Hacker News new | ask | show | jobs
by catapart 832 days ago
Yeah, this is a really tricky space to delve into because the people who are most familiar with it are working on mathematical models and have very strong opinions about the "kind" of graph you're making, or what you're actually doing with the underlying data. Which is all definitely important for a node library maker to know, but the whole purpose of the library is that an implementing dev shouldn't have to know any of that stuff. So you really have to dig through a lot of irrelevant stuff about graph theory and whatnot to get to any relevant programming knowledge on the topic.

What's galling to me is that nodes map 1-1 to function calls. I can't even think of a scenario where a program that can be written as functions and objects couldn't be represented as a node graph. I can certainly shudder at the horrific types of graphs most programs would make, but they can all be mapped out. And, on the flip side, every single program I've written in visual scripting could easily be written as functions and objects. So, with that in mind, it's frustrating to go looking for information about node graphs and getting a bunch of muck about why they're 'not good', and why they don't handle certain things well, and why they aren't suited for x or y, when - in my head - I'm literally just asking for a well-formed API, and I'm getting a bunch of pushback about how APIs aren't really a good way to program. -_-

But because it's so hard to get good comparative information on visual scripting, I've also wrestled with what makes for good abstractions vs what is too broad. And that's what I think the Node Red stuff is: just too broad. Abstracting away everything breaks the value of the abstraction. So it's always about finding a balance, which is why I appreciate Epic's maintenance of Blueprints. A good API abstracts concepts you don't need to understand behind concepts you already understand. "GetDistance()" is a great abstraction because I don't care about the vector math underneath. But "Login()" is a terrible abstraction because a library shouldn't have the intimate details of my login process (meaning that it should be abstracted into more modular parts that I can more easily inject my business logic/keys into). So a node, or a library of nodes, or a node library system - they're all only as good as their abstractions.
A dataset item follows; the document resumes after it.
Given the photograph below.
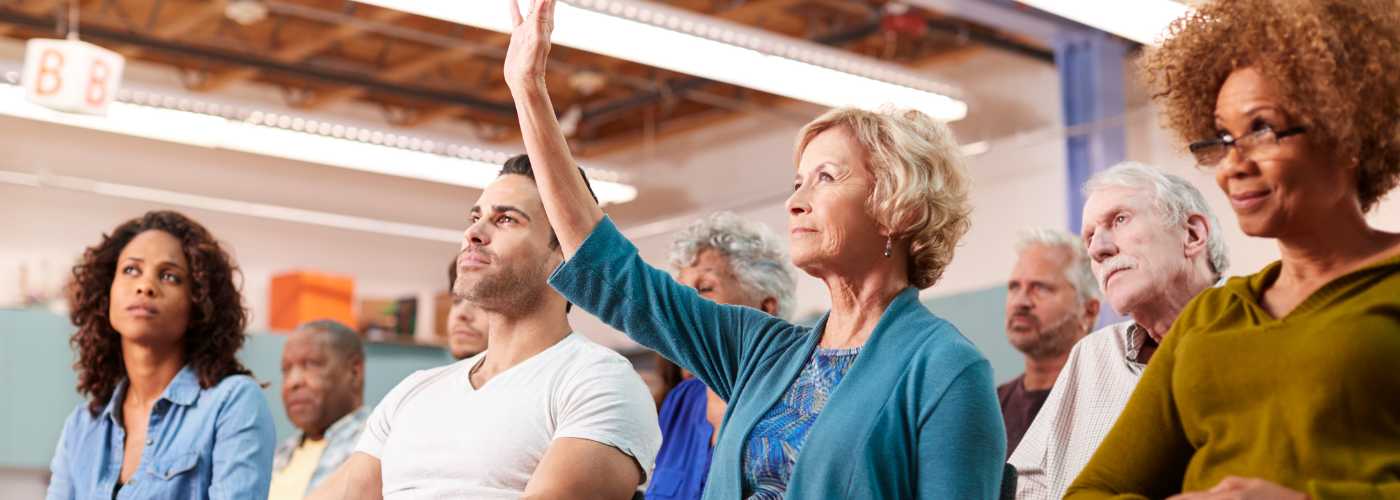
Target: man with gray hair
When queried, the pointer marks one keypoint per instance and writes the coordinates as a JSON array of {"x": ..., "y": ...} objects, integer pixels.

And Node Red is just way too abstracted to be "good". And, of course, the irony there is that if it were only a little more flexible, it could even be abstracted, itself, into something more use-able! If you could write a node that DID accept two inputs, you could abstract away all of the setting and swapping and trading. But since even that node could only ever be kick started by a single node, you would have to come up with some kind of hacky scheme to make any kind of utility actually function. So it's the one type of abstraction that they don't allow (their node model) which I find to be fundamental to successful visual scripting languages.

Honestly, though, I think there are some fundamental designs that visual scripting languages just need to implement, but I have a very hard time describing those designs with rigor. I would naively say that they need nodes, edges, a variable deck, a node discovery utility, and a good variable property manager. But that's just because that's what I'm used to. I think once someone really serious sits down to formalize these things, we'll have a much richer environment. I just hope they do it soon!